What I Removed Before Selling My Workspace (And What I Kept)

image: /blog/images/what-i-removed-before-selling-my-workspace.png
The two most common objections I hear from potential sellers on ClawAgora are: "I don't want to give away my secret sauce," and "Sounds like a lot of work to clean it all up." Both are worth taking seriously.
So I did the exercise with my own workspace — a personal research assistant I have been running on my Ubuntu server since mid-February, with 27 skills, a hierarchical memory system, and 11 active project directories. (The full packaging walkthrough covers the end-to-end process. This post goes deeper on the sanitization decisions.)
What I removed
Project directories (all of them)
My workspace had 11 active project directories: an AI career toolkit, a cross-agent shared memory system, an AI research digest, a phone case marketplace, and seven others. None of them shipped.
This was the easiest cut. Projects are implementations — they only make sense in the context of my specific goals. A buyer does not want my half-built marketplace. They want the skills and systems that let me build marketplaces effectively.
Daily notes and personal memory
My workspace has a memory/ directory with a daily notes system — raw session logs in YYYY-MM-DD.md files, plus higher-level files like strategy.md, profile.md, and job-search.md. The daily notes contained entire conversations between me and my AI assistant. The strategy file had my business insights and competitive analysis. The profile file was a detailed record of my background, goals, and preferences.
All of this was removed. It is deeply personal — not in the credentials sense, but in the relational sense. These files are what make Jerry my assistant rather than a general-purpose tool.
Content-specific skills
Of the 27 skills in my workspace, 9 did not make the cut. douyin-compliance was tied to my Chinese content workflow. feishu-image-upload was specific to my Feishu integration. blog-launch and digest-onboard were internal operational skills. render-image depended on server-specific tooling. These skills only work in the context of my particular setup.
Personal analytics and content
The data/ directory (Douyin analytics), content/ directory (resumes, content drafts), and research/ directory (27 deep-research run outputs) were all removed. These contain my actual work product — useful to me, meaningless or confidential in someone else's hands.
Persona references
Here is the part that surprised me. My SOUL.md opened with: "You're Jerry. An alien cat who was rescued from a star war by Dr. Zheng." My MEMORY.md referenced my specific projects, strategic thinking, and personal context. The operational framework in AGENTS.md was general-purpose, but the persona layer on top was intensely personal.
The fix: I replaced "Dr. Zheng" with "your user" in the persona files. I kept the persona structure (it shows buyers how to create their own) but stripped the personal content.
And here is what I did NOT have to remove
Zero API keys. My .secrets/ directory was already gitignored. My .env was not checked in. There were no credentials scattered across config files. Not a single API key to strip.
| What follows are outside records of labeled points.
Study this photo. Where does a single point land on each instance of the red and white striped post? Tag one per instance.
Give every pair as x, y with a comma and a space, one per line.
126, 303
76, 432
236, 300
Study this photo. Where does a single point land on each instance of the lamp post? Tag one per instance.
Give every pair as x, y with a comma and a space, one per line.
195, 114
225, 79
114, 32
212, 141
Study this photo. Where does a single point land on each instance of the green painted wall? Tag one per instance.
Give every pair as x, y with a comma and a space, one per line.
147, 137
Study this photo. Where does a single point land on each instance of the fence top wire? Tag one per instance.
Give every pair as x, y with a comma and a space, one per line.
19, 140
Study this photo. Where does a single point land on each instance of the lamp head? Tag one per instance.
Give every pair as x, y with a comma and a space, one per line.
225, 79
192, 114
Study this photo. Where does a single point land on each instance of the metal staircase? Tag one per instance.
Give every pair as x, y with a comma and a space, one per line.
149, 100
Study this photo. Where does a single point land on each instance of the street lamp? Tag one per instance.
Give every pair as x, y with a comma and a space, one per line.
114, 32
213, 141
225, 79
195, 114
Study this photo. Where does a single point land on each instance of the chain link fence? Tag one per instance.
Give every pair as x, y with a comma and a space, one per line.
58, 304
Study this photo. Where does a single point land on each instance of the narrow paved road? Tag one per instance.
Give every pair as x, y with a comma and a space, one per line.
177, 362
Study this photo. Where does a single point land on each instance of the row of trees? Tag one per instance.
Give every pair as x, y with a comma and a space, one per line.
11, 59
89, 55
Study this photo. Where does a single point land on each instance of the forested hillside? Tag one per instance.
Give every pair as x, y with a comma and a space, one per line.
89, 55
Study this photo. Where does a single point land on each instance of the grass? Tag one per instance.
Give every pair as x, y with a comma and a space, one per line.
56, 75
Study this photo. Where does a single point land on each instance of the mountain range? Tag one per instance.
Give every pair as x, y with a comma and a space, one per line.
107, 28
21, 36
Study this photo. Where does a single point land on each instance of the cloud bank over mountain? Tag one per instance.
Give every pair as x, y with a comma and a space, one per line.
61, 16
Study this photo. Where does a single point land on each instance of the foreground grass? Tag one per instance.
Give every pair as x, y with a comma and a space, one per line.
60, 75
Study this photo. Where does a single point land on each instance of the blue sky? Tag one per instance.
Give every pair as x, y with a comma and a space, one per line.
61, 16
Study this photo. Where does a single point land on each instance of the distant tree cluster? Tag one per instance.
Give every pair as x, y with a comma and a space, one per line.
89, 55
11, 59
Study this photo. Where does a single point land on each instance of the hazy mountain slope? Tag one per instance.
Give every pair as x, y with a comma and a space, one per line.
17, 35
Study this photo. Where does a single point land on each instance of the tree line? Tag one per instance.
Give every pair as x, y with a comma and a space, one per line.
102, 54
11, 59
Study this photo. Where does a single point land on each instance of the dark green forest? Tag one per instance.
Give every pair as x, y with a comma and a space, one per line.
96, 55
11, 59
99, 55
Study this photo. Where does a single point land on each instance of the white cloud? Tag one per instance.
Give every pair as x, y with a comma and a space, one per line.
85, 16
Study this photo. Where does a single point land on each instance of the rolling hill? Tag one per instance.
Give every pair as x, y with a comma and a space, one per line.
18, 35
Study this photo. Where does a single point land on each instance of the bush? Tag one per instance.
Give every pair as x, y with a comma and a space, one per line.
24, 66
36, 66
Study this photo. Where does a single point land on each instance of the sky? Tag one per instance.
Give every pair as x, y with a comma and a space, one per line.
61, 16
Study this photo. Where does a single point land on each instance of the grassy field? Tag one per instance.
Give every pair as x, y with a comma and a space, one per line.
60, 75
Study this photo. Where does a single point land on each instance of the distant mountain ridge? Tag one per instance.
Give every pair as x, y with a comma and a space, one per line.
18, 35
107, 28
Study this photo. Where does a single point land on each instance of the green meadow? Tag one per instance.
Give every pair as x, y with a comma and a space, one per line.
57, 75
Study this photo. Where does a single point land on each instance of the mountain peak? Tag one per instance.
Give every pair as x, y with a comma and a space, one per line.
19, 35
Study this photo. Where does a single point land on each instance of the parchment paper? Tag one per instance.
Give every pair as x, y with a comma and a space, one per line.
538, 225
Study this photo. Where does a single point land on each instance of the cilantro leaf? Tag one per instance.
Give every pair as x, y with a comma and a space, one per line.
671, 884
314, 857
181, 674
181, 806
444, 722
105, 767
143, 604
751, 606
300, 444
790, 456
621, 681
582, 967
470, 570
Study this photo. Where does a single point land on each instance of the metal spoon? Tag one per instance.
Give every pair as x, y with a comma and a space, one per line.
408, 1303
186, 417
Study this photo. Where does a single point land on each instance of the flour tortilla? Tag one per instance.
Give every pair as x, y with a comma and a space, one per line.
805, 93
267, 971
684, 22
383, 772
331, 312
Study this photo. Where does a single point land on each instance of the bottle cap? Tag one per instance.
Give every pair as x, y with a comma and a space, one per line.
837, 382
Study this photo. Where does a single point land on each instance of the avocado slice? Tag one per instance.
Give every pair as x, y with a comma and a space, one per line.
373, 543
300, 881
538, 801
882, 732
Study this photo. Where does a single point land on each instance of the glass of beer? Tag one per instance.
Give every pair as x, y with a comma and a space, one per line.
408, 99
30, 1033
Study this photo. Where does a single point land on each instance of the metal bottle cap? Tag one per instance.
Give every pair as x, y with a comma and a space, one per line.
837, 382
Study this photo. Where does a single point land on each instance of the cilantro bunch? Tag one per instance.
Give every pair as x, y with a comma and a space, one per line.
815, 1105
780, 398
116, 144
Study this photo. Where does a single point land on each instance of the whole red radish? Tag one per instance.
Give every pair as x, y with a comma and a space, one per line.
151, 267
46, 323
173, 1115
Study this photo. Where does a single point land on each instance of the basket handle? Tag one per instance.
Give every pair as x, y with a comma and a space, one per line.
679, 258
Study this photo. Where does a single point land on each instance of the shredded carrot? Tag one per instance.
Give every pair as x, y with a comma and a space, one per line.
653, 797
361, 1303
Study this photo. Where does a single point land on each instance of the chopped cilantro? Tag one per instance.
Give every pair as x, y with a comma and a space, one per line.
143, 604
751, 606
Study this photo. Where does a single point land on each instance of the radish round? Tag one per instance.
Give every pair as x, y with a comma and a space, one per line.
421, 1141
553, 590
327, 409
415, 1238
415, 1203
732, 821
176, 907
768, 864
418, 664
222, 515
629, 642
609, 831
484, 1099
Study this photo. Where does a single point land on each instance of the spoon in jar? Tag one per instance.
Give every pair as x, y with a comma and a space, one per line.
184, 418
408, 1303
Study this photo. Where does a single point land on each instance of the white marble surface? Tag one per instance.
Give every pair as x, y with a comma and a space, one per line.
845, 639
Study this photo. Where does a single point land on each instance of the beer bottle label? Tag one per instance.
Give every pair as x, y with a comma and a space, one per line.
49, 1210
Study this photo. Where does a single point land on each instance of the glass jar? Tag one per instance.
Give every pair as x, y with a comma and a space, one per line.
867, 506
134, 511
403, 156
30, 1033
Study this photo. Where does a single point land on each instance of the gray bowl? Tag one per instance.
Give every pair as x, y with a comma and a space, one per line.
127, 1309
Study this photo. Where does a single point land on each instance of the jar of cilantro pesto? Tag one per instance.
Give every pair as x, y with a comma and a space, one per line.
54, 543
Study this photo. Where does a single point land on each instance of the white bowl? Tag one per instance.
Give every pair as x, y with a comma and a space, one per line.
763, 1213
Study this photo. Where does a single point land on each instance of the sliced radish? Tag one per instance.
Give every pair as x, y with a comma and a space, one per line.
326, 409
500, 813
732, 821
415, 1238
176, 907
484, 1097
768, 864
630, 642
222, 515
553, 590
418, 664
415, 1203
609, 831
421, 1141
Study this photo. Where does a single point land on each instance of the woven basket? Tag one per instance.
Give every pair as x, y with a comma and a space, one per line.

This was the counterintuitive finding of the whole process. I expected the hard part to be credentials. It was not even a factor. Most sensitive data in a personal AI workspace is relational, not technical — persona files, memory entries, project references. If your workspace is set up with basic hygiene (gitignored secrets, environment variables for keys), the credentials problem is already solved. The real work is making the workspace usable for someone who is not you — and that is a product design challenge, not a security one.
What I kept
Here is where most of the value actually lives.
18 refined skills
Each skill is a self-contained directory with a SKILL.md file declaring its triggers, integration patterns, and usage, plus reference files and scripts. These took weeks to develop and refine through real use:
deep-research — A multi-phase parallel research pipeline: orchestrator → planner → parallel researchers (using DeepSeek V3) → two-pass synthesizer. Runs at about $1 per research session. The architecture handles researcher timeouts gracefully (a researcher that times out still writes partial findings, and the synthesizer works with what it gets).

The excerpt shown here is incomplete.